Scoring is trickier. While each client can tell when a pair has been revealed, only the first player to reveal the pair should score a point. As the actions to reveal tiles are potentially processed in different orders on each client, that could lead to inconsistent scores even if only the first is processed. A simple way to avoid this inconsistency is to nominate one client to be the master and only have that client generate score actions. This can be implemented as another middleware to avoid generating actions inside a reducer.

 
 const scoreMaster = store => next => action => {
 	let state = store.getState()  if (isMasterClient(state.scores) && (action.type === 'SHOW')) {
		 let value = state.board[action.square.row][action.square.column]
 		 if (countValues(state.board, Math.abs(value)) === 1) {

    			// if one half of pair is visible now, both will be after
 			// action is reduced, so generate score action.
 				store.dispatch(score(state.scores, action.client))
 		}
	 }
	 return next(action)
}

    

The master client can also be made responsible for sending the current state of the simulation to new clients to support late joining.

ws.onmessage = (evt) => {
	let action = JSON.parse(evt.data)
	console.log(action)

	// existing master client sends state to other clients after processing join
	let master = isMasterClient(store.getState().scores) 
    
	// dispatch action locally
	store.dispatch(action)

	// sync state if join
	if (master && action.type === 'JOIN') {
		ws.send(JSON.stringify(setState(store.getState())))
	}
}

With those parts done, the app is usable and makes an interesting example of one possible way to network ReactVR applications. This was the first time I’d used React, ReactVR, or Redux, and I was very impressed by how easy-to-use and flexible they are. With the addition of some small pieces of middleware, Redux can be used to implement a distributed simulation with flexible consistency mechanisms to trade off latency and consistency. The Pairs example shows that, even within a simple application, applying different consistency mechanisms to different actions and parts of the application state is useful.
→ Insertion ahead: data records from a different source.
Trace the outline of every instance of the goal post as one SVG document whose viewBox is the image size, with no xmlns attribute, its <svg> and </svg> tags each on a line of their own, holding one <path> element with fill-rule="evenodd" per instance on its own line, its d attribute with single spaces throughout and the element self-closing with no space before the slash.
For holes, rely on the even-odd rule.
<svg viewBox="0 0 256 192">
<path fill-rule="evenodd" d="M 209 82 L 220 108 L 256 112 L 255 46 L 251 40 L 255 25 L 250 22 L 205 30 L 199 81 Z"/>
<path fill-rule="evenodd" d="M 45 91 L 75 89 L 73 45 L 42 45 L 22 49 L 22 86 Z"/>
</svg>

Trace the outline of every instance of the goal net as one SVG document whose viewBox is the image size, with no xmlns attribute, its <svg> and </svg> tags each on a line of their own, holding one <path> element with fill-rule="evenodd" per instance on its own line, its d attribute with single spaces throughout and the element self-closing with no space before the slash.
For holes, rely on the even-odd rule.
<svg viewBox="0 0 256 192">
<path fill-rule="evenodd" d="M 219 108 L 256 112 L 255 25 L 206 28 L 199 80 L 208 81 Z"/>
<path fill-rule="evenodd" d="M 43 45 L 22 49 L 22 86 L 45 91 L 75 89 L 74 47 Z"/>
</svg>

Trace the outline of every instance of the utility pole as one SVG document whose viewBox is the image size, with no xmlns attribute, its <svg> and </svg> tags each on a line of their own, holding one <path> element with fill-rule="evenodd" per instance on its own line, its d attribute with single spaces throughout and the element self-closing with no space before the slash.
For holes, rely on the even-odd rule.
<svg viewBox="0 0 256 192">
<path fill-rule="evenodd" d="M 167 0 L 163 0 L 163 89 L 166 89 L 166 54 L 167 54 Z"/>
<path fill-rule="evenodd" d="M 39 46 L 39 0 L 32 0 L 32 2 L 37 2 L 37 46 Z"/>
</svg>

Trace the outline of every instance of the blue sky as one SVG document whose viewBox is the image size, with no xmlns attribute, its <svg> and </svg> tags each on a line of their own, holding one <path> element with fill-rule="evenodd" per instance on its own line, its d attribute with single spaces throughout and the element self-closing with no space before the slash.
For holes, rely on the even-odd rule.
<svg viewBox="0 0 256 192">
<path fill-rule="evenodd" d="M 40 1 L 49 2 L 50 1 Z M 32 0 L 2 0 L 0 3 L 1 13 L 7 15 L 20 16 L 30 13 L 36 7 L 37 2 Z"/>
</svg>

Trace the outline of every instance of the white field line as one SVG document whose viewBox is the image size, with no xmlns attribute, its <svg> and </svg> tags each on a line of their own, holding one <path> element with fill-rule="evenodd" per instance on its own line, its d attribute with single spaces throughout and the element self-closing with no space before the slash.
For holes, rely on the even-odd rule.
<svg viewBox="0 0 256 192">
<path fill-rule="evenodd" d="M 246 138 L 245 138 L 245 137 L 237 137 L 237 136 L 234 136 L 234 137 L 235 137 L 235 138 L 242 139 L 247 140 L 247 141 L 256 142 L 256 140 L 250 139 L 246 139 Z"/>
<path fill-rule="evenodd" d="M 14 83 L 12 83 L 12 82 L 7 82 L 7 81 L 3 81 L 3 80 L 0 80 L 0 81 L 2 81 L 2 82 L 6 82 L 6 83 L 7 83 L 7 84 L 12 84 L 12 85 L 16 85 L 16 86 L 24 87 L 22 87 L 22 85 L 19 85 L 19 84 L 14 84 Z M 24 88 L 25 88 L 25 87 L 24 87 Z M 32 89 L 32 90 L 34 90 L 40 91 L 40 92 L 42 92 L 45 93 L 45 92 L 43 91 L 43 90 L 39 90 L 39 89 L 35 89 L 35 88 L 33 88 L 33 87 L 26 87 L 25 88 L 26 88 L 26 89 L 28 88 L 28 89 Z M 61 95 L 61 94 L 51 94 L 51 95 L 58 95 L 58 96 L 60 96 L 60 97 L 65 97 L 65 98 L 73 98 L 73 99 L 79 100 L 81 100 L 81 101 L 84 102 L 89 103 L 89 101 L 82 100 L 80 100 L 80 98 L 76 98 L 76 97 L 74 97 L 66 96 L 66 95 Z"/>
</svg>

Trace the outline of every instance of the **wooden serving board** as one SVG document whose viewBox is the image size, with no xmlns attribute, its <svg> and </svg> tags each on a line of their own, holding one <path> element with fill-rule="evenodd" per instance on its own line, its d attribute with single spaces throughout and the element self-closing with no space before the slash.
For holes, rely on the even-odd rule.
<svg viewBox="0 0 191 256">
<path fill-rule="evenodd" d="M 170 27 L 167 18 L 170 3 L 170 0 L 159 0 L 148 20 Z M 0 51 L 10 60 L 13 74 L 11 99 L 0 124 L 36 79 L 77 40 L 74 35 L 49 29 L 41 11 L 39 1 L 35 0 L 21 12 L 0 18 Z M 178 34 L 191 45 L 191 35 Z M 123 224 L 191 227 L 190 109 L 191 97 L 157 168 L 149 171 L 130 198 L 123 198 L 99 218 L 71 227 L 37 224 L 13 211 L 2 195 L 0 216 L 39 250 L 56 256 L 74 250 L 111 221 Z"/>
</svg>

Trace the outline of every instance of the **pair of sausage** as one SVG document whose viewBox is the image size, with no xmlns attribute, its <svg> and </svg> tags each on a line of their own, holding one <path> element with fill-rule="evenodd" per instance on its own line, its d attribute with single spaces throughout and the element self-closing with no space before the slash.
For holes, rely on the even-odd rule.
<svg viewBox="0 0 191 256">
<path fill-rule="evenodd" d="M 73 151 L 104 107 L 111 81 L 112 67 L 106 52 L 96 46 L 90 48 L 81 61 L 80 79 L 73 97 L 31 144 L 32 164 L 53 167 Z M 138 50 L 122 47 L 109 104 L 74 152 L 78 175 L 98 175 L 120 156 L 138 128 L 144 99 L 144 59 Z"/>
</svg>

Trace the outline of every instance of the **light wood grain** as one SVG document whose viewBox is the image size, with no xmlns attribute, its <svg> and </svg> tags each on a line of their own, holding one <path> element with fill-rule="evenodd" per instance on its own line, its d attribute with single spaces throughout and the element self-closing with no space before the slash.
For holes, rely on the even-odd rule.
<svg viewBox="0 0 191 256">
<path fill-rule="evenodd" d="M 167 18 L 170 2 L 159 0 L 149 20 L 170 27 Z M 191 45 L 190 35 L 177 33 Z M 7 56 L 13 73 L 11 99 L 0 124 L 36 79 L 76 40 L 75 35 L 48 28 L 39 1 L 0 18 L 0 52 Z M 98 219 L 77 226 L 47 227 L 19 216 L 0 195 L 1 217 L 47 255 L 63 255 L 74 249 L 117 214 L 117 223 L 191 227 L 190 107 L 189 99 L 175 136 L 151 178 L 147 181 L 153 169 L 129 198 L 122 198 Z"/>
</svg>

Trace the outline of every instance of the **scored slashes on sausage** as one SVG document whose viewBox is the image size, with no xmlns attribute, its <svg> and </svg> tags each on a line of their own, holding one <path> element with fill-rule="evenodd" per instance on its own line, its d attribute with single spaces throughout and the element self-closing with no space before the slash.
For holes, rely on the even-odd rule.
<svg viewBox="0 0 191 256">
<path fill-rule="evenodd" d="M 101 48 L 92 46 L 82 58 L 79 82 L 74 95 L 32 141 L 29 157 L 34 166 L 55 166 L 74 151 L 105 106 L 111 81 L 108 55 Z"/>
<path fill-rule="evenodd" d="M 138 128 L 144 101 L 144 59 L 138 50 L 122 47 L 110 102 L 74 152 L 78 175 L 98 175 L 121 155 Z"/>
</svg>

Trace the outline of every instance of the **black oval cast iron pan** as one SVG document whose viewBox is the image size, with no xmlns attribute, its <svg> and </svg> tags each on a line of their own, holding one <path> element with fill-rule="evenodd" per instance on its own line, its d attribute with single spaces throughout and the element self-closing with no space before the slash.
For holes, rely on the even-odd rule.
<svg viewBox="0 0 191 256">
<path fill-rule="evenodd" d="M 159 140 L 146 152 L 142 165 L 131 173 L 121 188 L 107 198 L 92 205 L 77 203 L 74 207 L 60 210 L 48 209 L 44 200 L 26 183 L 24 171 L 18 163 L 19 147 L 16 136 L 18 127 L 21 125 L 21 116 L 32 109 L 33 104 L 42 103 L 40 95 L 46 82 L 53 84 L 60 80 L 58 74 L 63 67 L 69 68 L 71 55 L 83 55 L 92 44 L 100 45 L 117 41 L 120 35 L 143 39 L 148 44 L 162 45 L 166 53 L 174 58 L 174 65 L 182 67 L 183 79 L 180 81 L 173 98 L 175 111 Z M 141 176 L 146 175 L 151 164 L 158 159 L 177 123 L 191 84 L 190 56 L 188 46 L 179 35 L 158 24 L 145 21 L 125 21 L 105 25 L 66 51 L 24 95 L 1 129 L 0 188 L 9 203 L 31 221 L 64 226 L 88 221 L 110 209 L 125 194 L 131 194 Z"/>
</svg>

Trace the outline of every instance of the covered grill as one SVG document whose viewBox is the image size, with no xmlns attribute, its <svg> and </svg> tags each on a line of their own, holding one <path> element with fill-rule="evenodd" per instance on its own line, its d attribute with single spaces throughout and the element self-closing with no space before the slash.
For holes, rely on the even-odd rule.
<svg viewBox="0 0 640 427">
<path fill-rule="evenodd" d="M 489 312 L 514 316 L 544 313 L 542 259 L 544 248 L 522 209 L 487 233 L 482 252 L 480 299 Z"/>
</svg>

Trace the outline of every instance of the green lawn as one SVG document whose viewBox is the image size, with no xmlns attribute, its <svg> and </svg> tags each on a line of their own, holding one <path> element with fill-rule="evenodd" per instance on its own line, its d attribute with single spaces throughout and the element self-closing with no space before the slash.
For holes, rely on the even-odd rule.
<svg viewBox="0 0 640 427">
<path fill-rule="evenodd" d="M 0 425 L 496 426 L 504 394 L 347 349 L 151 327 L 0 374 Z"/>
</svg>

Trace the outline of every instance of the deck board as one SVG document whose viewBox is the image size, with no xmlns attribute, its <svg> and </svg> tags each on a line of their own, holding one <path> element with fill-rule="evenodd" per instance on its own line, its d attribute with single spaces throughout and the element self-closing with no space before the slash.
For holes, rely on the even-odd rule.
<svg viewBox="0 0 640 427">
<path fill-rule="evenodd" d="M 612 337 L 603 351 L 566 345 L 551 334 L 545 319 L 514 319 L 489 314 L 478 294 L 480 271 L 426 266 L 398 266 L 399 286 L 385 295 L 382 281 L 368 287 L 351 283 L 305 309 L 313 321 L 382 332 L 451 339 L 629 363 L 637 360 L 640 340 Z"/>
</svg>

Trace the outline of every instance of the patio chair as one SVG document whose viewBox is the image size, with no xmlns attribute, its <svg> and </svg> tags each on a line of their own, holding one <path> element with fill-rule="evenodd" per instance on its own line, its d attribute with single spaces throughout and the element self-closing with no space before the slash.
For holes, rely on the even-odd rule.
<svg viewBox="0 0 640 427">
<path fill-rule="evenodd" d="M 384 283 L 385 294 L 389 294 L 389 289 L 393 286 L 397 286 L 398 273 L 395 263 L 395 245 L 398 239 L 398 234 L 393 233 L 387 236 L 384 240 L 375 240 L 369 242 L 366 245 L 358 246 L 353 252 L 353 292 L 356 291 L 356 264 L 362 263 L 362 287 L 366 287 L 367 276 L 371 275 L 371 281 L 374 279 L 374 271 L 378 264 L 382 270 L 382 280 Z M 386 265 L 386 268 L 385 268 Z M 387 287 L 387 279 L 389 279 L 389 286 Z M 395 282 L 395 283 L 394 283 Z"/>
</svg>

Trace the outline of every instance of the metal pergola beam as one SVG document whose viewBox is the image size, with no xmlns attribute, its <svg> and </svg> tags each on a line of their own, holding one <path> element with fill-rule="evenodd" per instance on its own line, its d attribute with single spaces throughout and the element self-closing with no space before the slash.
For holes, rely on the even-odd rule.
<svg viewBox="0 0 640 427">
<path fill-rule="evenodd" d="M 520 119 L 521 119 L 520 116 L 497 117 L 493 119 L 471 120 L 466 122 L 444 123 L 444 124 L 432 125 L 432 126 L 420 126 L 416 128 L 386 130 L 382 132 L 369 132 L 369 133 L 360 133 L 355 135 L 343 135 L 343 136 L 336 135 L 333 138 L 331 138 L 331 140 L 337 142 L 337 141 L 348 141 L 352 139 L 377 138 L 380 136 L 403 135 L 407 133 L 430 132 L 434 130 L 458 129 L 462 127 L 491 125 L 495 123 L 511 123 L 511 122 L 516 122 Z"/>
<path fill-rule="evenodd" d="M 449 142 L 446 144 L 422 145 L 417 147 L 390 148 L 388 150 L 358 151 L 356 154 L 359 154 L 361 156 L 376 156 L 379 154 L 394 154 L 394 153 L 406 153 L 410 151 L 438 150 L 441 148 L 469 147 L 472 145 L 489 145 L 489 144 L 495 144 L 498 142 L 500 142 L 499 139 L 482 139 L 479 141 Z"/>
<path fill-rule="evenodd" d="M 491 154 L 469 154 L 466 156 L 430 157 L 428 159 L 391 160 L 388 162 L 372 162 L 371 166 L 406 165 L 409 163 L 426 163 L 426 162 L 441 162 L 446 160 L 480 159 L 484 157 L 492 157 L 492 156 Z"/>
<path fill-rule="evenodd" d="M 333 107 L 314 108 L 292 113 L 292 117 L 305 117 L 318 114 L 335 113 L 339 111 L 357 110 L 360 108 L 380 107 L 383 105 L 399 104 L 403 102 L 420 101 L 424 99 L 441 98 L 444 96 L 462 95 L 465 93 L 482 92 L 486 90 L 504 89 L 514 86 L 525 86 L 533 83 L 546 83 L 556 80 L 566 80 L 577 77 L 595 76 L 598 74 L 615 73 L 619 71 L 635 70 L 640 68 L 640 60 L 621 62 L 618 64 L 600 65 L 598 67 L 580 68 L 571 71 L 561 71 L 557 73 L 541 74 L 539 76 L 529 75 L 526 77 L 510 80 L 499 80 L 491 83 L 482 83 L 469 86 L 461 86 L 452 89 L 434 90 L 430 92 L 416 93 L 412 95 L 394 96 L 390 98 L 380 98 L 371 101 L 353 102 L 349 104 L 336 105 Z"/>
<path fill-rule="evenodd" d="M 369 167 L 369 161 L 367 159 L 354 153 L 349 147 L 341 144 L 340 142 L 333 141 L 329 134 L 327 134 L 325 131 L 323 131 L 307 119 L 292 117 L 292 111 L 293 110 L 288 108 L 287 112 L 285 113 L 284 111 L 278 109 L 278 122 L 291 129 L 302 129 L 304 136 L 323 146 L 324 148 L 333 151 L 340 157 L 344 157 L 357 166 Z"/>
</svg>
The next things to experiment with are using WebRTC to allow peer-to-peer communication between clients to further reduce latency, add a server to allow trusted and hidden state, and letting clients subscribe to a subset of actions to allow heterogeneous clients and interest management.

If you’d like to play the ReactVR version of Pairs or see the rest of the code, it’s available on GitHub.

All code in this post is made available under the ReactVR examples license.